Le pape visite ceux qui n'ont pas les moyens de s'offrir un pèlerinage à Rome.
Les hôtels sont chers, ici.
Il a 78 ans, et sa priorité va aux périphéries."
François, le pape venu du bout du monde, a avec la France un lien beaucoup moins étroit que ses prédécesseurs.
Paul Poupard, qui a vécu plus de la moitié de sa vie - trente-sept ans exactement - au Vatican, se rappelle qu'en 1965 il écrivait les discours de Paul VI en français et en italien.
"Benoît XVI m'avait confié avoir appris le français pour pouvoir lire Le Soulier de satin de Paul Claudel dans le texte, quant à Jean-Paul II, il avait un attachement charnel à la France. Lorsque François va à Strasbourg, il s'exprime en italien et en anglais..."
Tout un symbole.Le Français, langue diplomatique du Saint-Siège, n'a pas attendu François pour perdre du terrain à la curie.
"À la secrétairerie d'État, au service diplomatique, remarque le directeur de L'Osservatore Romano, le très francophile Giovanni Maria Vian, certains agents rechignent à parler français." Une désaffection liée surtout à la perte d'influence du français dans le monde au profit de l'anglais.
Les Français, comme les cardinaux Tauran au dialogue interreligieux et Mamberti à la signature apostolique, occupent pourtant des postes clés. Jean-Louis Bruguès veille sur les archives secrètes et la bibliothèque du Vatican.
Il va avoir la lourde tâche d'ouvrir à la consultation les archives de 1939 à 1958.

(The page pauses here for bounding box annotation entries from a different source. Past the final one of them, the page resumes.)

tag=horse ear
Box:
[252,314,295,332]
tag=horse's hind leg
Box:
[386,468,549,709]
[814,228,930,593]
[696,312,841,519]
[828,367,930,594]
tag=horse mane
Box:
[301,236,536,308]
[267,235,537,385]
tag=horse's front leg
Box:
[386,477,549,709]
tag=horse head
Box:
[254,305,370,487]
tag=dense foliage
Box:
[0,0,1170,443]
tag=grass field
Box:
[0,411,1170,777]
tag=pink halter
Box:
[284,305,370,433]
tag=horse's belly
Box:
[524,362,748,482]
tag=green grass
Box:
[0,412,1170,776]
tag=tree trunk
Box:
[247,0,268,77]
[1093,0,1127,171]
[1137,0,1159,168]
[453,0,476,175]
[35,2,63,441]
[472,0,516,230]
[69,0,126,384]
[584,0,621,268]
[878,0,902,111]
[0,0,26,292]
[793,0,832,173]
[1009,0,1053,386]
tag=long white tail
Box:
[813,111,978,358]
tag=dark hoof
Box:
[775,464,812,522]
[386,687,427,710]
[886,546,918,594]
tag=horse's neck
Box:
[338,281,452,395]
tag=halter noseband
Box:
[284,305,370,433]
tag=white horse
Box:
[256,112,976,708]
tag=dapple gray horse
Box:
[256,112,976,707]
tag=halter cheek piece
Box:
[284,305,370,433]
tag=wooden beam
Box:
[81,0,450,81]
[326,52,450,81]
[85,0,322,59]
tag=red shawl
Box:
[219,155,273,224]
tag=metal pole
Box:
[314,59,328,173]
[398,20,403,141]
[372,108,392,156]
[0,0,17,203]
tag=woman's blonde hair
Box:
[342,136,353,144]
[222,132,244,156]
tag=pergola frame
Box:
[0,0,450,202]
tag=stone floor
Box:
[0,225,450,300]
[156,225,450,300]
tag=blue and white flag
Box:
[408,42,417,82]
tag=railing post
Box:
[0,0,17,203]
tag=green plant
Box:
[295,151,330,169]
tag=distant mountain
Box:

Mais la relève est difficile. Le poste de "ministre des Affaires étrangères", souvent dévolu à un Français, a été confié il y a quelques mois à un Britannique, Paul Gallagher.
"Depuis cinq ans, explique le frère Serge-Thomas Bonino, doyen de l'université de l'Angelicum pour la philosophie, nous n'avons plus d'étudiant français à l'école des nonces apostoliques [les ambassadeurs du Saint-Siège].
Pour l'instant, la France compte six nonces en fonction.
Qu'en sera-t-il à l'avenir? Les diocèses français, confrontés à la crise des vocations, retiennent leurs prêtres dans les paroisses"
Paradoxalement, ce sont les laïques catholiques français qui prennent de l'importance aux Vatican.
Jean-Baptiste de Franssu, le banquier du pape, qui gère le patrimoine du Saint-Siège et à qui François a confié l'assainissement des finances ; et Michel Roy, le secrétaire général de Caritas Internationalis, confédération de 185 associations caritatives catholiques dans le monde - dont le Secours catholique.
Un sujet cher au pape, qui a l'ambition de créer un grand "ministère social" incluant à la fois les questions de charité, d'environnement, de santé et le problème des migrants.
"Cette évolution est à l'image de l'Église de France, analyse Michel Roy.
En France, l'Église est de plus en plus sécularisée. Elle a trouvé d'autres moyens de se développer avec une forte montée en puissance des laïques pour pallier le manque de prêtres."
L'enfant rebelle a encore des ressources.